# About candenzas....



## DavidMahler (Dec 28, 2009)

What do you feel is the best way for the cadenza section to be approached assuming the composer did not compose an official cadenza for the concerto.

In the Brahms Violin Concerto for instance, I like the Joachim to be played. It bothers me to hear the instrumentalist make it up or play the Heifetz cadenza. Etc.

What about you?


----------



## Polednice (Sep 13, 2009)

I think variety is the spice of life and if the composer did not specify a cadenza, each musician should play their own, otherwise 'favourites' like Joachim's will seem through the repeated recordings to have been written or especially endorsed by the original composer. An unwritten cadenza provides an opportunity for virtuosity that every musician should rise to in their own unique way.


----------



## peeyaj (Nov 17, 2010)

I didn't any *"candenza" *but I know what a *"cadenza"* is..


----------



## Polednice (Sep 13, 2009)

peeyaj said:


> I didn't any *"candenza" *but I know what a *"candeza"* is..


Say what now?


----------



## Polednice (Sep 13, 2009)

Seriously, don't just 'like' my question - explaaaaayn yourself!!!


----------



## Igneous01 (Jan 27, 2011)

I candanza  canudanza?


----------



## Ukko (Jun 4, 2010)

Igneous01 said:


> I candanza  canudanza?


I nocandanza, but amdenza.


----------



## ComposerOfAvantGarde (Dec 2, 2011)

Easy. Just play virtuosic stuff that sounds good, possible use some of the thematic material from the previous sections of the work.


----------



## Ukko (Jun 4, 2010)

ComposerOfAvantGarde said:


> Easy. Just play virtuosic stuff that sounds good, possible use some of the thematic material from the previous sections of the work.

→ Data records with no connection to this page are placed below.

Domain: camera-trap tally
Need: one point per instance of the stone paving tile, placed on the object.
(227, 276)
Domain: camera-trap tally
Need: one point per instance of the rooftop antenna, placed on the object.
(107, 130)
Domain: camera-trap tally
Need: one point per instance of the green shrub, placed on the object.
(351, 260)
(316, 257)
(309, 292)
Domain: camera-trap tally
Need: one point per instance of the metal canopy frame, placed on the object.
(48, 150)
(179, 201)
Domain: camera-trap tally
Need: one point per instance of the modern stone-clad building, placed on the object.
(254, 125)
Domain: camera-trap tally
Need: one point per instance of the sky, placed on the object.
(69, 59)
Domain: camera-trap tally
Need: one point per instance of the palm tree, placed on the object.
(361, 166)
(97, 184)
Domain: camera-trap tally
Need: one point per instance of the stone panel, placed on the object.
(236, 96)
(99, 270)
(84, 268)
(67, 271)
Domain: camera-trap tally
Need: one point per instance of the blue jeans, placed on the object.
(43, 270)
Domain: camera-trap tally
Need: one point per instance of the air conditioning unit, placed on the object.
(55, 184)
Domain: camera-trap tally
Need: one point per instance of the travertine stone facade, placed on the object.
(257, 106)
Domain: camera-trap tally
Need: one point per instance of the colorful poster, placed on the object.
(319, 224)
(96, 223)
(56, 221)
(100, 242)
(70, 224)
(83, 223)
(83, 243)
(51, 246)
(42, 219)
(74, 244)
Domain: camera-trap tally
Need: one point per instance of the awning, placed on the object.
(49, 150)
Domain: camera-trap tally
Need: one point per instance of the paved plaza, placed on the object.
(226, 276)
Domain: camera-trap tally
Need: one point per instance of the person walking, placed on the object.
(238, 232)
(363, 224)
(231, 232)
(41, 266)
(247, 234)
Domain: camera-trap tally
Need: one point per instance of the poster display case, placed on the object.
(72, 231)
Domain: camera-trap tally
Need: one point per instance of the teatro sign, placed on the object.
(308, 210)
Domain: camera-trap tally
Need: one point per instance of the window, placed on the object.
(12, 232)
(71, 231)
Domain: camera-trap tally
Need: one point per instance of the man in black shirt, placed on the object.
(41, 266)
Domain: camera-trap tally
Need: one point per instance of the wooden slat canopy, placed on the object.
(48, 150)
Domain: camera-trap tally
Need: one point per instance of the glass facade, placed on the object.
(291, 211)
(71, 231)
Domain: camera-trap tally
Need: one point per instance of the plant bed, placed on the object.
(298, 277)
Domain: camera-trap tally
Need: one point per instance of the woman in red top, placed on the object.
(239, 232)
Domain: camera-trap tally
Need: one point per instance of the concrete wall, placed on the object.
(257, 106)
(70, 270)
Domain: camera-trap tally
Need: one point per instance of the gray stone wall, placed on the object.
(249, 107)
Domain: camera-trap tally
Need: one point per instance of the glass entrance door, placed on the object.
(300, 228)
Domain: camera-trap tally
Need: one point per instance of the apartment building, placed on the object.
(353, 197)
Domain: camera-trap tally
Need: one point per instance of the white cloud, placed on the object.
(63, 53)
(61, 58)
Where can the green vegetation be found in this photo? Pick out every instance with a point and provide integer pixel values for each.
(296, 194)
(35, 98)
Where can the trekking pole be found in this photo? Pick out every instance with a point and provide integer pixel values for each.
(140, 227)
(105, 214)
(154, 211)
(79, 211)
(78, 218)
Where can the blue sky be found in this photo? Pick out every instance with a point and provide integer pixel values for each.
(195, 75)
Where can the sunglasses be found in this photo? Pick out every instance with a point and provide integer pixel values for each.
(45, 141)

Sure, but that ain't silly.


----------



## ComposerOfAvantGarde (Dec 2, 2011)

Hilltroll72 said:


> Sure, but that ain't silly.


*I don't want to be silly!!!!* :scold::scold::scold:


----------



## joen_cph (Jan 17, 2010)

There was some talk on the subject in this thread also: http://www.talkclassical.com/8986-favourite-cadenzas.html

... well, actually merely found it as an excuse to repeat a recommendation of the jazz cadenzas in *Peter Breiner´s version of the Mozart Piano Concerto no.20*: 



 ,
a very lively recording which IMO succeeds quite well.

Another famous case of a stylistic break is Kremer´s rendition of the *Beethoven violin concerto with Schnittke*´s avantgarde cadenza. Likewise a view I find refreshing, particularly in a work that is rather insistingly repetitive:


----------



## moody (Nov 5, 2011)

peeyaj said:


> I didn't any *"candenza" *but I know what a *"cadenza"* is..


Well you're just a little old perfectionist aren't you!


----------



## moody (Nov 5, 2011)

ComposerOfAvantGarde said:


> Easy. Just play virtuosic stuff that sounds good, possible use some of the thematic material from the previous sections of the work.


NEBUCANDENZA---there's no point unless it does contain thematic material from the work. But the annoying thing is that record companies don't often mention what condenser is being used!


----------



## moody (Nov 5, 2011)

ComposerOfAvantGarde said:


> *I don't want to be silly!!!!* :scold::scold::scold:


Perish the thought that's what I say.


----------



## Igneous01 (Jan 27, 2011)

joen_cph said:


> There was some talk on the subject in this thread also: http://www.talkclassical.com/8986-favourite-cadenzas.html
> 
> ... well, actually merely found it as an excuse to repeat a recommendation of the jazz cadenzas in *Peter Breiner´s version of the Mozart Piano Concerto no.20*:
> 
> ...


thanks for linking the schnittke cadenza, its a very nice rendition indeed


----------